42 獲物
とにかく、詳しい事情を聞いたのちに、オレリーのことはアシュラム伯爵邸で預かることとなった。
詐欺の件は気になったけれど、サラクラン伯爵家の面々だってオレリーのことを気になっているに違いないと、ジュストが一時話を中断したのだ。
お父様に直接説明するために、ジュストはサラクラン伯爵邸へと向かった。私は客室にオレリーを案内したら、朝から迷いに迷っていたのは事実らしくすぐに横になって寝入ってしまった。
妹のあどけない寝顔を見て私はなんだか、胸に来るものがあった。
オレリーがこれまで、自分のことしか考えられなかったのは仕方ない。
この子には常に死の影が纏わりついていた。そんな極限状態のさなかで、誰かの気持ちを考えろと言われても難しいだろう。
病弱な女の子から、健康な女の子になった。いまは社交界デビューへ向けて交流の場に出ることもあった。
そこで学んだことで、オレリーは、それまでの自分を反省したのかもしれない。
……あの、アレクセン様に上手い言葉で騙されたこともそう。もう騙されたりしないとあの子が思ったのなら、それはこれから失敗しない学びに変わるのだ。
私が自室へと戻れば、ジュストはサラクラン伯爵家から帰っていて、着替えを済ませていた。
「……驚きましたね。ミシェル」
ジュストは整えられているベッドへと腰掛け、私へと微笑みかけた。
「ふふ。そうね。あの子は誰かを助けるために、家出をしようとしたのね。本当に驚いたわ」
彼の隣に腰掛け、私はジュストの顔を見上げた。
長年共に過ごした私にはジュストが喜んでいるのがわかる。なんだか、楽しそうな光が茶色の目に浮かんでいる。
「とても……とても、素晴らしいことですよ。今思えば、オレリー嬢は外の世界を知らなさすぎたのですね。姉ミシェルへの横暴な振る舞いは目に余るものがありましたが、何も知らなかったと思えば……いえ。まあ、許せる行いと許せない行いはありますがね」
ジュストはあの子に肉体関係を匂わされた時を思い出し、嫌そうな表情を浮かべた。
彼にしてみれば、あれは本当に許しがたかったのだろう。
「そうね。会わない間にあの子の中では、様々な葛藤があったと思うわ。この前に会った時は、アレクセン様のことを盲目的に信じていたけれど、今はもう違うもの。
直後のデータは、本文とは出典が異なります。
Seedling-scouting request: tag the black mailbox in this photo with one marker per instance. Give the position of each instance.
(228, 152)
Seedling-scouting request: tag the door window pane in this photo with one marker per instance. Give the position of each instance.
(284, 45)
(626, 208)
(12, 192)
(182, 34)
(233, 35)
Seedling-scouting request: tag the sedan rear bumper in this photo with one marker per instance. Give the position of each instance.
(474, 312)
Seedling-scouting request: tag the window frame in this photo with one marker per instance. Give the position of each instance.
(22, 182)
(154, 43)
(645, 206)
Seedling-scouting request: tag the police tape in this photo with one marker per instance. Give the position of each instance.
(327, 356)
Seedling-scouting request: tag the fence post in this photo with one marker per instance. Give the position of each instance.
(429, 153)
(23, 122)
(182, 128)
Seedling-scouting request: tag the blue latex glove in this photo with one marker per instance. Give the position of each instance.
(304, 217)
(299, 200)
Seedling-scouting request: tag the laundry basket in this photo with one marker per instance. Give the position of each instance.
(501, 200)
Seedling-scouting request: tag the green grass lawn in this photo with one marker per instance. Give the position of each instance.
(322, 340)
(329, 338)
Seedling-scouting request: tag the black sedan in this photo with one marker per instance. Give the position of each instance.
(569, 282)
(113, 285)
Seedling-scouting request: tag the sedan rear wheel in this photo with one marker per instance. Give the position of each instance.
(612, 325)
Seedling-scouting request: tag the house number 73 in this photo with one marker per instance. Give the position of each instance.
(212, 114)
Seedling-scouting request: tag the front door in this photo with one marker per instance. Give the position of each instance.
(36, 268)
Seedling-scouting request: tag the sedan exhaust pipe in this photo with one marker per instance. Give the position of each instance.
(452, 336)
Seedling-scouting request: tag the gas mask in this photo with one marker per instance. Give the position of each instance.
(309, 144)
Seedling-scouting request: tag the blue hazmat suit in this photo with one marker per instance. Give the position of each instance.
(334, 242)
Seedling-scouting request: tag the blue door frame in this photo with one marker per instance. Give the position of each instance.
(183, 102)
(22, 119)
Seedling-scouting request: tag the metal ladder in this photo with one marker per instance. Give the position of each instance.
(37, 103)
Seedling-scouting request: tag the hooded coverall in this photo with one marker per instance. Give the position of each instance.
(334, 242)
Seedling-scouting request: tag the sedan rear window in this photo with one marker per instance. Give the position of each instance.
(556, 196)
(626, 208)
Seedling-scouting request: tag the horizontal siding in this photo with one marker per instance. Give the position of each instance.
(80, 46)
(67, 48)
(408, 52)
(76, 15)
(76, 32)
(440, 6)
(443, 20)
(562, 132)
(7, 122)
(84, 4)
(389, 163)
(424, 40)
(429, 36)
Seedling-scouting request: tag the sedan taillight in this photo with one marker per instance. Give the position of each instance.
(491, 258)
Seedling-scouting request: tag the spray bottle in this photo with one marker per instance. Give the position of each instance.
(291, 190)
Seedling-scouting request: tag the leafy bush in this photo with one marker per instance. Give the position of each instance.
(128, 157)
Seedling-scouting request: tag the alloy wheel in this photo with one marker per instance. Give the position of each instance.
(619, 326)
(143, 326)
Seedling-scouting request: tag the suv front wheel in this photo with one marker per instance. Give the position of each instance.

私から聞いた話が、気づきになったのかもしれないけど……ちゃんと学べたのね」
オレリーが学びたいと思わなければそれは決して出来ないのだから、あの子が成長しているということは間違いない。
私の言葉で調べてみようと思えたのなら、口の上手いアレクセン・トレヴィルの言葉よりも姉のことを信じてくれたのね。
それは、素直に嬉しいことだと思えた。
「それは、僕もそう思いますね……しかし、アレクセン・トレヴィルは、やはり立派な詐欺師だったんですね。この前に会った彼の様子もおかしいと思う点は、多々ありましたが」
「そうなの?」
確かあの時、アレクセン様はジュストが帰って来たとほぼ同時に席を立ち帰って行った。
おかしいと思う時間も、なかったように思うけれど……。
私が不思議に思ったことを察したのか、ジュストは苦笑いをして肩を竦めた。
「ええ。詐欺師は自分より頭の回転の良い人間は、騙せないと理解しております。彼には僕は、騙せません。そこが読めない詐欺師は詐欺師ではありません。万が一、運良く騙せたとしても後処理が難しいので、普通の詐欺師ならしないんですよ」
「後処理って……どういう意味なの?」
「もし、騙していたことが露見すれば、僕は彼を決して許しませんし、見苦しい誤魔化しにも応じたりしないでしょうね。どんなに重ねて嘘をつこうとしても、一旦疑わしく思えて仕舞えば意図が透けてしまうので圧を掛けようにも難しい。詐欺師アレクセン・トレヴィルにとって、僕は美味そうな獲物には、とても見えないということでしょう」
私の頭の中ではその時、森道を行く狐が大きな狼とかち合って、大急ぎで逃げていく光景が浮かんだ。
あれは……そういうことだったの。居ないはずのジュストが出て来て、慌てて逃げ帰ったのね。
確かに、嘘や誤魔化しでこのジュストを言いくるめるようなんて、至難の業だわ。私の知っている誰もが、それは出来そうにない。
「ふふふ。そうね。ジュストは美味しそうでは……ないわね?」
私が彼を見上げると、不意に顎を持たれた。顔が息が掛かるまでに近い。
「ああ。ミシェルもそう思われますか。良かったら、お試しになられます?」
息を付く間もなく距離をつめられて、私たちの唇は重なり合っていた。